Quand le célèbre groupe Wagner, composé de mercenaires russes, a annoncé son retrait du Mali au début de l’année, il a clamé sur les réseaux sociaux que sa « mission était accomplie ».

Cependant, après trois ans et demi d’opérations de contre-terrorisme et de contre-insurrection, l’impact de ce groupe s’est avéré désastreux. Le Mali, pays du Sahel, demeure en effet perçu comme l’épicentre mondial du terrorisme.

« Malgré sa réputation de force redoutable et ses rares proclamations de victoires publiques au Mali, la stratégie du groupe Wagner a été marquée par une série d’échecs », révèle un rapport du 27 août de l’organisme d’investigation The Sentry.

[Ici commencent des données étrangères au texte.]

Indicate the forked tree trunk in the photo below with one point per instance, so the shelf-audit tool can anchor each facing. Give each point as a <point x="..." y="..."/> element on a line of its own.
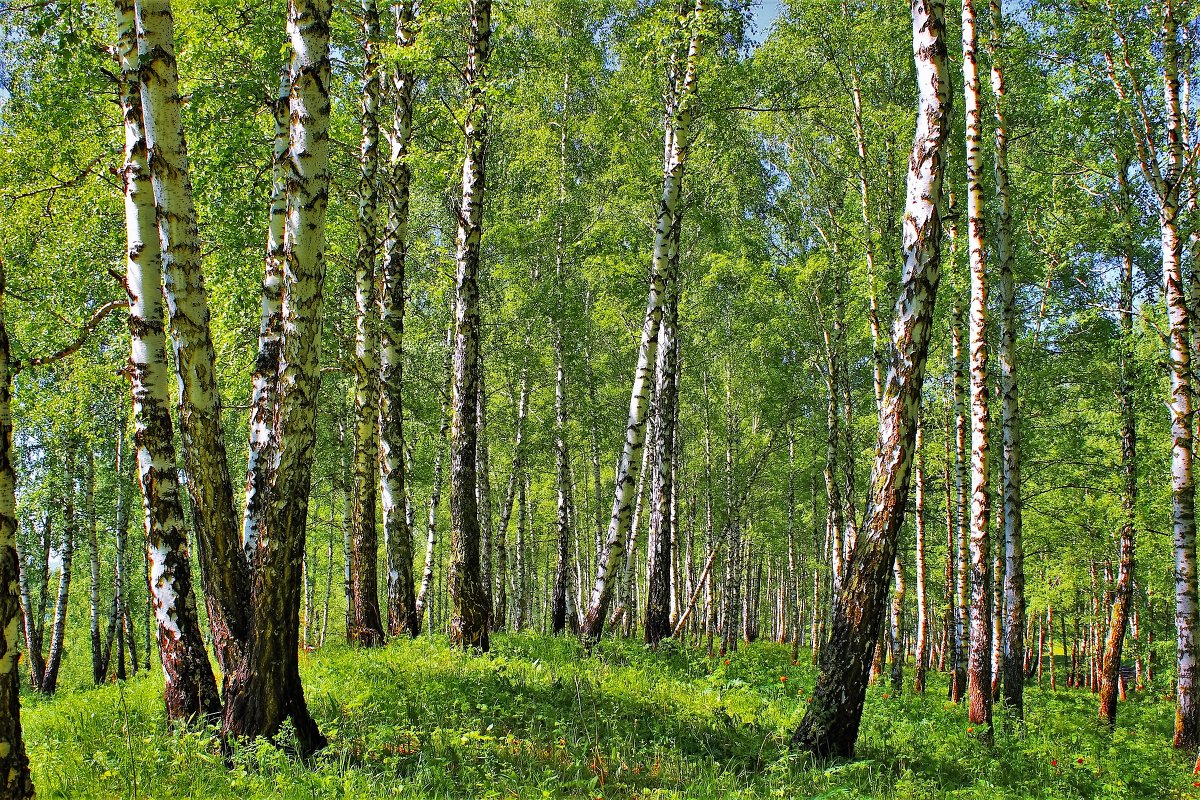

Le Kremlin a depuis remplacé Wagner par sa propre entité paramilitaire, l’Africa Corps, sous le contrôle direct du ministère de la Défense. Selon un rapport du 29 juillet du Timbuktu Institute, jusqu’à 80 % des membres de l’Africa Corps sont d’anciens mercenaires de Wagner.

« L’Africa Corps hérite du lourd passif de Wagner en matière de violations des droits humains, incluant des exécutions extrajudiciaires et des actes de torture, d’après le rapport. Ces exactions, souvent commises en toute impunité, engendrent un profond ressentiment au sein de certaines communautés et favorisent le recrutement djihadiste, qui exploite ces griefs. »

À travers des entretiens avec des militaires maliens, des agents de renseignement et des responsables des ministères des Finances et des Mines, The Sentry rapporte que les soldats maliens éprouvent une vive aversion pour les Russes. Ils dénoncent le non-respect de la chaîne de commandement et de contrôle par les combattants de Wagner, attribuant aux Russes les lacunes sécuritaires et les erreurs opérationnelles ayant entraîné des pertes humaines et matérielles.

Les méthodes brutales des mercenaires et leur approche incohérente en matière de lutte contre le terrorisme ne leur permettent pas non plus de gagner la confiance du peuple malien.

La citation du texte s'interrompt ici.